Reallocations need to be based on clear and cognizable standards for security obligations, which are lacking within the legal system but which are present, more or less, within the system of self-regulation. Although the Minnesota law discussed above may achieve clarity by defining minimal standards that are far below the expected level of behavior, such an approach is unlikely to induce trust. However, a more robust approach presents significant new challenges. Whether the FTC can achieve this feat in one year, as directed by HR 2221, is doubtful. Whatever they do achieve is likely to be subject to the same criticisms of PCIDSS – those standards will not necessarily achieve security either, and it is far from clear that whatever they do achieve will enhance trust in this system.

Disclosure laws, on the other hand, may serve an important role in protecting consumers from a false sense of trust. This kind of intervention is likely to enhance the effectiveness of self-regulation through reinforcing market-based incentives toward preserving security and addressing shortcomings. To the extent HR 2221 helps move us toward common standards for disclosure, thereby avoiding uncertainty and conflicts that emerge from a patchwork of state laws, this is a positive development. Disclosure requirements also reinforce trust by precipitating offers of assistance such as credit monitoring, which are emerging as expected and customary practices by firms who experience security breaches. Disclosure also provides a valuable signal to other participants, including consumers, that they have obligations to be vigilant. We all have personal information circulating in networks, which makes us vulnerable. As we have used technology to address other technology problems, such as spam, private monitoring systems have emerged to help address threats. Efforts by the FTC to impose monitoring obligations on financial services providers may also assist consumers in this process.

Government should tread lightly in this dynamic area.

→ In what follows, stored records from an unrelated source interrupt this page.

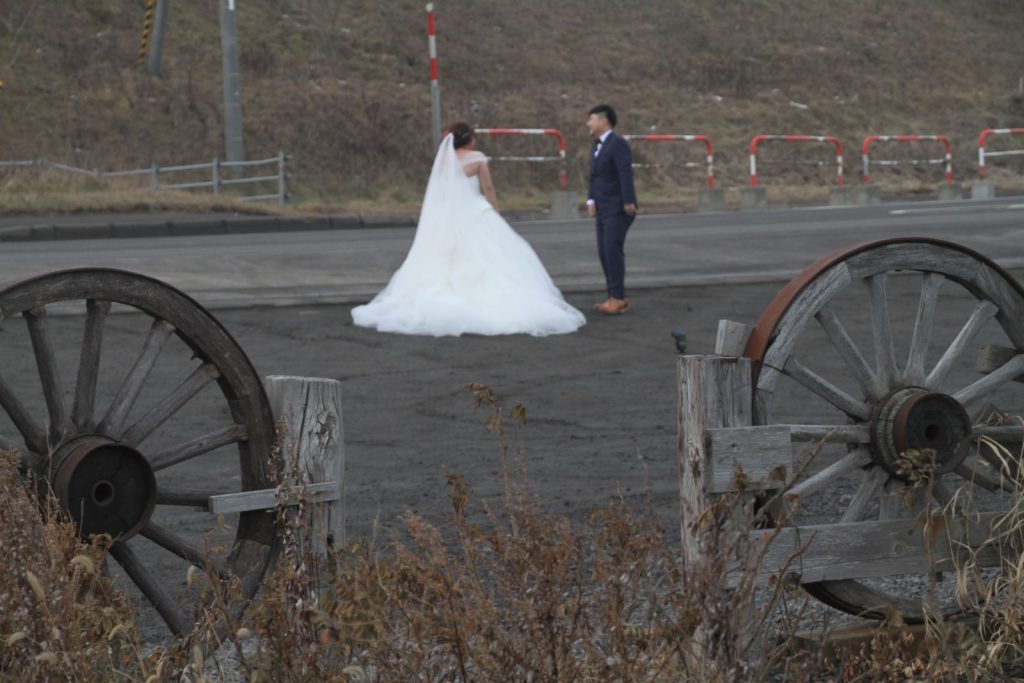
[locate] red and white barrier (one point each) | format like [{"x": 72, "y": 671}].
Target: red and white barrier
[
  {"x": 947, "y": 160},
  {"x": 981, "y": 146},
  {"x": 835, "y": 141},
  {"x": 710, "y": 151},
  {"x": 563, "y": 177}
]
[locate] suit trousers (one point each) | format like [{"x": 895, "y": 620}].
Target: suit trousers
[{"x": 611, "y": 229}]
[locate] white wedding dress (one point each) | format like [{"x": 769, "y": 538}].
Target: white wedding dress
[{"x": 467, "y": 270}]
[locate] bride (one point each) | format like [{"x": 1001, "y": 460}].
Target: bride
[{"x": 467, "y": 270}]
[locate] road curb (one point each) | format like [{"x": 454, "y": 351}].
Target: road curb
[
  {"x": 192, "y": 227},
  {"x": 108, "y": 229}
]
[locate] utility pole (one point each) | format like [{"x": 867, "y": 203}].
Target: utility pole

Although it is tempting to make points with voters through expressing the good intention of protecting consumers from the errors of others, consumers are likely to become the ultimate cost bearers. Adding more technical security standards in an environment in which existing standards are often not in compliance leads to justifiable skepticism as to whether this approach will benefit consumers. And if compliance costs increase significantly, the cure may be worse than the disease.

Courts should also exercise restraint in expanding legal doctrines that would require cost-shifting among participants in the payment card marketplace. The current scheme diffuses costs in a manner that avoids significant transaction costs and the threat of crippling liabilities from a security failure that are admittedly difficult to prevent ex ante. Threats of liability may devote more resources to compliance, but the realities of the marketplace suggest limits that courts are ill-equipped to consider. If the costs associated with security risks are too high, merchants may also choose to withdraw. Those who think this is not possible should consider the practices of merchants today with regard to personal checks. For many, the costs and risks of this payment medium are simply too great. Locating an ATM in the store instead of taking checks or payment cards is an emerging option we have observed in some retail locations, but this may present new risks, including tax-enforcement issues that lurk in a cash-based economy.

We can do better at keeping customer data secure. The industry knows this, too, as it will continue the process of self-examination. But the broader concept of trust, in which security plays a complementary role along with other values, including cost-effective utility, deserves greater attention by policymakers considering intervention and refinements in the payment card system.